In the wake of the Flint disaster, Michigan Gov. Rick Snyder ordered a comprehensive review of state and local water infrastructure policies.  His “21st Century Infrastructure Report” shows that painful lessons have been learned.  “Many government procurement specifications and policies do not include mechanisms to evaluate and utilize new technologies or alternative materials that provide cost savings and enhance environmental outcomes,” the report says.  Michigan’s Department of Environmental Quality, municipalities, and utilities “should put in place a process to periodically review and update new technologies, procurement manuals or standard operating practices to allow for open competition for technology and materials meeting relevant standards…”

Those who benefit from the status quo will resist change.  The Ductile Iron Pipe Research Association (DIPRA) ferociously defends its quasi-monopolistic hold on water utilities that block competitive bidding.  DIPRA recently lauded cities that are members of its “Century Club.”  Among the municipalities cited for using iron water pipes for at least 100 years are Philadelphia, New York, Boston, Buffalo, Milwaukee, Philadelphia, St.

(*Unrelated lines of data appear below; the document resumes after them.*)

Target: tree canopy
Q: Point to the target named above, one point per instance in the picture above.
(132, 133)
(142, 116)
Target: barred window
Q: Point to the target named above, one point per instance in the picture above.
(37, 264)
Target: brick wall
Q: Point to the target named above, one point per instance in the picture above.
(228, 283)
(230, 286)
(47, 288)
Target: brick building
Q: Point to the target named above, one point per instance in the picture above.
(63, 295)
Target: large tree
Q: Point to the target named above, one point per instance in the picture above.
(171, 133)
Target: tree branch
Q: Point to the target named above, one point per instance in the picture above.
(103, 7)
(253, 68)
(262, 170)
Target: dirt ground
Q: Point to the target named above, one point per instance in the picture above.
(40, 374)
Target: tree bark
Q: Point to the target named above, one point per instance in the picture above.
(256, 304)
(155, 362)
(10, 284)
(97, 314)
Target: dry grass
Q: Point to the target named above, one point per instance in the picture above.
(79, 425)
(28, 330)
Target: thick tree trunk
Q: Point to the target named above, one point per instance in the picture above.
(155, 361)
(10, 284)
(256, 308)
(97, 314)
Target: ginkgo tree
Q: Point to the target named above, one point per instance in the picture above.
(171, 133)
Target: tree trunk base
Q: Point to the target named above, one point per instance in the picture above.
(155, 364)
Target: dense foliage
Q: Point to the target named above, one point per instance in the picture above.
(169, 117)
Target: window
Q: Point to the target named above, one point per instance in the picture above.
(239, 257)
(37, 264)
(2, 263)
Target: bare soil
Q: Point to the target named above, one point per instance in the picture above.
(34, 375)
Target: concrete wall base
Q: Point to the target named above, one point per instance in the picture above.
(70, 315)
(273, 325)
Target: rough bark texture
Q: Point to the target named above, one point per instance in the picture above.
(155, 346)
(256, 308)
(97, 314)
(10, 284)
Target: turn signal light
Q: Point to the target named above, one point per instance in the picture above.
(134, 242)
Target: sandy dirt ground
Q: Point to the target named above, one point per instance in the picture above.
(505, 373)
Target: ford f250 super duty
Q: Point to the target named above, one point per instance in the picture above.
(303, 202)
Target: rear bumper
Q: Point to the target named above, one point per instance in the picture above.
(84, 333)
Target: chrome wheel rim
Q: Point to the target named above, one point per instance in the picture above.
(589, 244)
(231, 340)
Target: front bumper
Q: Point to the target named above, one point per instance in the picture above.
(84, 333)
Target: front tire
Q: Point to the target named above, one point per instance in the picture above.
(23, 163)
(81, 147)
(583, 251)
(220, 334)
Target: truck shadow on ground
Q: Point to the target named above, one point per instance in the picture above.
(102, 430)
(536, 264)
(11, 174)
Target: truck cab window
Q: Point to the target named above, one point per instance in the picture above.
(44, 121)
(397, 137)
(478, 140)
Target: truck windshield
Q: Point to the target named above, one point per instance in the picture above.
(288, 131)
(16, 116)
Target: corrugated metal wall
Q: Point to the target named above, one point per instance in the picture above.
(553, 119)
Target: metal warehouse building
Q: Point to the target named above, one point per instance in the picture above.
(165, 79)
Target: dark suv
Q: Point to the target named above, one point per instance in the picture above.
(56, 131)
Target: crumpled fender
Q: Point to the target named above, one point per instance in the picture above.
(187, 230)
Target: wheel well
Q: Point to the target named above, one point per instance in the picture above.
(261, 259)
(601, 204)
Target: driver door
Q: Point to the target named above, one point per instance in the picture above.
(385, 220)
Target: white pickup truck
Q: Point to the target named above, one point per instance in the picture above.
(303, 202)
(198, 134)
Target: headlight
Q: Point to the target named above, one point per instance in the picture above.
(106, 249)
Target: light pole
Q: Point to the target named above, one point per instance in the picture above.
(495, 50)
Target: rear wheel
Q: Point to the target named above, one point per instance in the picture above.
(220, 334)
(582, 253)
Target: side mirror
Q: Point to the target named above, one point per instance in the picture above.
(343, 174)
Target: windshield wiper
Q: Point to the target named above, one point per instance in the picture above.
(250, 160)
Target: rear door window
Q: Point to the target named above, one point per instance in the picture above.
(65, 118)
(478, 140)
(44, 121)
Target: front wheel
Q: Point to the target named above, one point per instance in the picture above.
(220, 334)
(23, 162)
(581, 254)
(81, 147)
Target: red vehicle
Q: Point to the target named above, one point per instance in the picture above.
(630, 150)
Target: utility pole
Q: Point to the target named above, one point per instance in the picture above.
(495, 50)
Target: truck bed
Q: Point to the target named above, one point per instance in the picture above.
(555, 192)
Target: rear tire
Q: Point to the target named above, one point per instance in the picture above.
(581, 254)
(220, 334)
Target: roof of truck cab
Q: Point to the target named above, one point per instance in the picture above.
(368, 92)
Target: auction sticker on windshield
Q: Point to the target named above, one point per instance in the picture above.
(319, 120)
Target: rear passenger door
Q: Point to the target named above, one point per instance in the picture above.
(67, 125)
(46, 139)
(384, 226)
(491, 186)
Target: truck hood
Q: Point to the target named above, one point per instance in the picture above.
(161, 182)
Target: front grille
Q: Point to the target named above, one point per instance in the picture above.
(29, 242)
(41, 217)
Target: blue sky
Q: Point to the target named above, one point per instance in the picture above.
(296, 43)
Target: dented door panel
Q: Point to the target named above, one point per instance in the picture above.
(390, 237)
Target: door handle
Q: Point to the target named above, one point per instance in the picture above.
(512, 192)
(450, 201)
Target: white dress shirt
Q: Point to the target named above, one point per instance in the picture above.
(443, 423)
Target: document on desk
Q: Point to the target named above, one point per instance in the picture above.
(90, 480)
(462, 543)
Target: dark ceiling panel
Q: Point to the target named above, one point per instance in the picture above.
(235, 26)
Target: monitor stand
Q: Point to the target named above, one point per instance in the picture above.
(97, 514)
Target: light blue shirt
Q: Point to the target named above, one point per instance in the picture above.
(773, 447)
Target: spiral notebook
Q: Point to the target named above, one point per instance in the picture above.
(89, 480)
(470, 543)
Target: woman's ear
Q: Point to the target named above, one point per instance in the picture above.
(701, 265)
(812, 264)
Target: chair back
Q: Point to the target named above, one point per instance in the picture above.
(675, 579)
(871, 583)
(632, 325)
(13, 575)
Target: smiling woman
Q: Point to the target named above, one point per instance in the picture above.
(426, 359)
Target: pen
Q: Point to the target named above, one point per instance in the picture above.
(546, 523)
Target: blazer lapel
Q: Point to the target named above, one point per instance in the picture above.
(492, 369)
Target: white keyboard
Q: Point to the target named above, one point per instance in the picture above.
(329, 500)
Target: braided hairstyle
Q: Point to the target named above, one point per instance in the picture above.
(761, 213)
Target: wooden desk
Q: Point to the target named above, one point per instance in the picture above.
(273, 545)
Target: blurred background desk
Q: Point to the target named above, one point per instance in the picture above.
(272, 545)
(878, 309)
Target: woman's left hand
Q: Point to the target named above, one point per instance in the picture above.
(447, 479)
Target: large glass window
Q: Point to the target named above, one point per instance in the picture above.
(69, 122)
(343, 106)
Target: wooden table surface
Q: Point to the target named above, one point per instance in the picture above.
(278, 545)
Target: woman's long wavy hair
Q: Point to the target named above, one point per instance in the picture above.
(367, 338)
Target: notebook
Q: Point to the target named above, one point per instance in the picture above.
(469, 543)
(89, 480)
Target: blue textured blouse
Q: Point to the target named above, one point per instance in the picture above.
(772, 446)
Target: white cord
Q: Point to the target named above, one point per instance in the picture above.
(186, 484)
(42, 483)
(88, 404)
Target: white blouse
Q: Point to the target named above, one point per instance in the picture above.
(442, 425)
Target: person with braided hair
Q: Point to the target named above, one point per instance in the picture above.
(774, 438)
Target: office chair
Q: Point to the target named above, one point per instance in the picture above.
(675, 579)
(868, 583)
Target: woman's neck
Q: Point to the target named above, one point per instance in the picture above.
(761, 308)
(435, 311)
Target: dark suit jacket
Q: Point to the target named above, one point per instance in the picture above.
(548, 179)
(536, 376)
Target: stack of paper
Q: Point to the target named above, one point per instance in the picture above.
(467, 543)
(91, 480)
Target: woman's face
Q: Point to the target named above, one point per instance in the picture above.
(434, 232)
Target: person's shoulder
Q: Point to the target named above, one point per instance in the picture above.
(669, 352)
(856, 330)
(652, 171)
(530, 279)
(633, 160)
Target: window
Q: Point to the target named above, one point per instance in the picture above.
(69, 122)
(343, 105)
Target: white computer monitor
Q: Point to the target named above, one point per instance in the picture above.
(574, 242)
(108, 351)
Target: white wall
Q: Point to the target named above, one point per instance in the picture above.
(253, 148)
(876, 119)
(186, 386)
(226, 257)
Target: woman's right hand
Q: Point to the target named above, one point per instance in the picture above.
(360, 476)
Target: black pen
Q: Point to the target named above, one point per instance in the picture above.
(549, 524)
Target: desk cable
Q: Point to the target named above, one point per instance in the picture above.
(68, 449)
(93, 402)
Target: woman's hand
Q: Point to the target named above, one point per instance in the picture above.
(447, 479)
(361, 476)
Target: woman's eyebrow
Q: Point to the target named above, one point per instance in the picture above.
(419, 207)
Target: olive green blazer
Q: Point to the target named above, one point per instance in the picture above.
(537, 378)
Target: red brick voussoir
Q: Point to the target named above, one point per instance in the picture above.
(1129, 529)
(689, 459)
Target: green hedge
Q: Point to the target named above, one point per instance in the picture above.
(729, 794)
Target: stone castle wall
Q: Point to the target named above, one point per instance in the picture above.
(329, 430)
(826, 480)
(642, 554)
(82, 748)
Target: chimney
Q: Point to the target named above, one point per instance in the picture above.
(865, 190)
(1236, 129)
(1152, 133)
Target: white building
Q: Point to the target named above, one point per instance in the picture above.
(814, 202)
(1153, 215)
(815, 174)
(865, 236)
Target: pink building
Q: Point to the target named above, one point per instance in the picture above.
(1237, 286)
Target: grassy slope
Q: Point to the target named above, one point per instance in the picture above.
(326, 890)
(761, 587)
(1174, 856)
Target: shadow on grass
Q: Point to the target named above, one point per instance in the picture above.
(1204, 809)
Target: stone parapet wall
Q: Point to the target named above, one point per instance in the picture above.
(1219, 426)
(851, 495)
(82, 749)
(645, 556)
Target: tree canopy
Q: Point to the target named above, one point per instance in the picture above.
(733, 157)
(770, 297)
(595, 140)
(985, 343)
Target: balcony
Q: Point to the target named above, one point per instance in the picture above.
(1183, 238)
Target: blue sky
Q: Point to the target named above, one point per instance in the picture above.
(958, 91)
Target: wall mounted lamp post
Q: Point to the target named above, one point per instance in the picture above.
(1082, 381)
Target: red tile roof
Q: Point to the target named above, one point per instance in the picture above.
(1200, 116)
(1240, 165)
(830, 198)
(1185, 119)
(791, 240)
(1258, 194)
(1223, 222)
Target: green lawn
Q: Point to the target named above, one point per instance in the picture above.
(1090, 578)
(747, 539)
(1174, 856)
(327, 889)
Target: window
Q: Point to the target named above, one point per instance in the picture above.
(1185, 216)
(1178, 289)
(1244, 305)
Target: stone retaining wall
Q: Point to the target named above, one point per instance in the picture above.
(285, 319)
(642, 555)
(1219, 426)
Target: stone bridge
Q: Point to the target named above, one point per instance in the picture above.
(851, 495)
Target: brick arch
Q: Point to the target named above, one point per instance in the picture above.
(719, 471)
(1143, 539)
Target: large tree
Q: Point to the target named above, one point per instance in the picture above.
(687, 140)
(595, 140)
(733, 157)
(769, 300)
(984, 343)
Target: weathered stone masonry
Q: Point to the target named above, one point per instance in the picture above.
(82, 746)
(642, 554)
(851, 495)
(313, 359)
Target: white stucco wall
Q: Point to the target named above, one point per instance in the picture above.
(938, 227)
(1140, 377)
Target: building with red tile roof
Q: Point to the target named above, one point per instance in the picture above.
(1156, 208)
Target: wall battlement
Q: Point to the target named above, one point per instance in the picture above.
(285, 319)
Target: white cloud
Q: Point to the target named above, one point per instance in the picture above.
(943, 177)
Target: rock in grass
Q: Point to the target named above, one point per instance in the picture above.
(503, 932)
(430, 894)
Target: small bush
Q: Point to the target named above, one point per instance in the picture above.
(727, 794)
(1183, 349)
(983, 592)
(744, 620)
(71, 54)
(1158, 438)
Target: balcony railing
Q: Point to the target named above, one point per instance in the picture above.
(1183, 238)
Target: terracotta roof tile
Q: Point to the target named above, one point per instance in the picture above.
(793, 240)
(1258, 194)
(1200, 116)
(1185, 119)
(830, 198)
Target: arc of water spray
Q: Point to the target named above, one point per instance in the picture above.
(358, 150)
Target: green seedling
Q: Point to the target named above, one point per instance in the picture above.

Paul, Providence, and Portland.  These are the same cities now plagued by elevated levels of lead in their water and soaring costs associated with treating water to combat lead and an assortment of pathogens as well as skyrocketing infrastructure replacement costs caused by exclusive use of corrosion-prone iron piping materials.

Providing the public with safe drinking water requires an infrastructure containing the finest materials available.  Cities that pretend otherwise are headed down the road to Flint.

Bonner R. Cohen, Ph. D., is the author of “Fixing America’s Crumbling Underground Water Infrastructure,” published by the Competitive Enterprise Institute.